The day was emceed by the recently appointed President of the Scranton/Wilkes Barre RailRiders, Rob Crain (sidenote: that dude really knows how to emcee a workshop). The morning session began at 8:15 sharp, and included an impressive roster of Minor League executives, all of whom had helpful hints about the interview process, tips for what to do/what not to do during the upcoming week, and most importantly, offered incredibly blunt insights as to what life in Minor League Baseball is all about. At points, it seemed as if they were trying to talk us all out of our respective pursuits. In reality, their candor was greatly appreciated. With a room made up of 95% bright-eyed, ready to conquer the world 20-somethings, the reality check-themed speeches were a bit predictable. If anyone in the room was surprised to hear that Minor League Baseball is made up of understaffed, overworked, minimally paid people who are in it for all the right reasons, they neglected to do their research.
As I mentioned, the crowd was mainly comprised of upcoming/recent college graduates, although I (age 35) was far from the only old timer there. Of the younger attendees that I spoke with, the fact that I’m basically a decade their elder didn’t seem to bother anyone. (Although, if I’m patting my own back here, I’m a pretty easy guy to get along with.) Whenever there were breaks, most of us wisely used our time polishing our networking skills. As was repeated countless times by each and every speaker, that will be the single most important skill during this week, and more so, going forward in our career.

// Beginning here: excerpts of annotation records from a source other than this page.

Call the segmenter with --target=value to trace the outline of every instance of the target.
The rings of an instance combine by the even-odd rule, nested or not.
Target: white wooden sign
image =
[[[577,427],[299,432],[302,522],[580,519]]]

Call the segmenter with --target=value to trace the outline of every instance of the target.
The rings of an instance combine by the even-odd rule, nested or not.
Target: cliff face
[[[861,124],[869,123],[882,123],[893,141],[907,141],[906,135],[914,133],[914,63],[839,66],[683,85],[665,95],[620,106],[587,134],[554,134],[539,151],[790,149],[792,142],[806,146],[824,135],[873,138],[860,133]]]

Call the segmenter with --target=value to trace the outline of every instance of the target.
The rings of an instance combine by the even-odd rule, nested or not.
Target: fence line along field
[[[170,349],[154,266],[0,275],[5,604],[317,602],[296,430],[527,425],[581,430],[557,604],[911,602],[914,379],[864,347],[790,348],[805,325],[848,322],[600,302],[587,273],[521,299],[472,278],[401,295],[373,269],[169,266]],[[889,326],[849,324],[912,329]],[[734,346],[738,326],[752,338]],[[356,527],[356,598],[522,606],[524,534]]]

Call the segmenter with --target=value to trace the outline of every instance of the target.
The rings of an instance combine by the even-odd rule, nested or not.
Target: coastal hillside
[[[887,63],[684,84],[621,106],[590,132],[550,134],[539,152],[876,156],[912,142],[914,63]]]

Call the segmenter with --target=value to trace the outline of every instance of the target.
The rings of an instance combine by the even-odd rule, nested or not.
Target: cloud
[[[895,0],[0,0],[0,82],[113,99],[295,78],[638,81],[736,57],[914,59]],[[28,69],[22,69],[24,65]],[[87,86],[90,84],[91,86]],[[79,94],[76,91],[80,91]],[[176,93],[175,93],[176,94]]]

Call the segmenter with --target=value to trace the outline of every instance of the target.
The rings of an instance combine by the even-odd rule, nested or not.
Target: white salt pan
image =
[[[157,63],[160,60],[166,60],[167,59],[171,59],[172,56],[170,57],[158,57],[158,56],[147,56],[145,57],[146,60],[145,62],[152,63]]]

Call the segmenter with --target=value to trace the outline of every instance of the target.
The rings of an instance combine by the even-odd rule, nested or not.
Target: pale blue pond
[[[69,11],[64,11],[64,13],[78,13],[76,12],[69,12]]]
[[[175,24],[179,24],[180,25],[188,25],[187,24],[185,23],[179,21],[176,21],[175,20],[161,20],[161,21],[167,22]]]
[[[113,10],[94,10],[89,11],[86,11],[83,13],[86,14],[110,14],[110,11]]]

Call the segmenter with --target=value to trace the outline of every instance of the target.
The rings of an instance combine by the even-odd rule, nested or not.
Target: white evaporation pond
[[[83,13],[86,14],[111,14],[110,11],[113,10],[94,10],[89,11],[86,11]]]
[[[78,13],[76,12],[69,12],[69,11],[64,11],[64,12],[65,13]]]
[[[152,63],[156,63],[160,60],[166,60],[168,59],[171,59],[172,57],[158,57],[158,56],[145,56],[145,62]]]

We broke for lunch, at which point I made a very important phone call that I’ll get to in future entries. The afternoon session included a panel of esteemed industry professionals, a session on how to locate the job posting board, and where to submit your resumes. The workshop was capped off with a hilarious, incredibly thought-provoking, 45 minutes with the extremely entertaining Vice President and COO of the Richmond Flying Squirrels, Todd “Parney” Parnell.
The day closed with the unveiling of the job posting room, where some 278 jobs were on display. Yeah, that room got real busy, real quick. However, there were no “Wal-Mart at midnight on Black Friday” incidents, so there was no need for a safety helmet. The job-seeking crowd was very cordial…for now. Most of us mingled a bit in the “Job Seeker Workroom” area, labeling our resumes to be placed in the appropriate box, according to job posting number. Me, I was on a mission for Mexican food…so after submitting my resumes, I was off to eat, and to begin my week at Networkfest 2012.
Quote of the Day – “If you are looking to begin a career in baseball, you are in exactly the right place.” Pat O’Conner, President – Minor League Baseball
There will be much more to come this week (and next) from Nashville. The Gaylord Opryland Hotel is where the magic happens!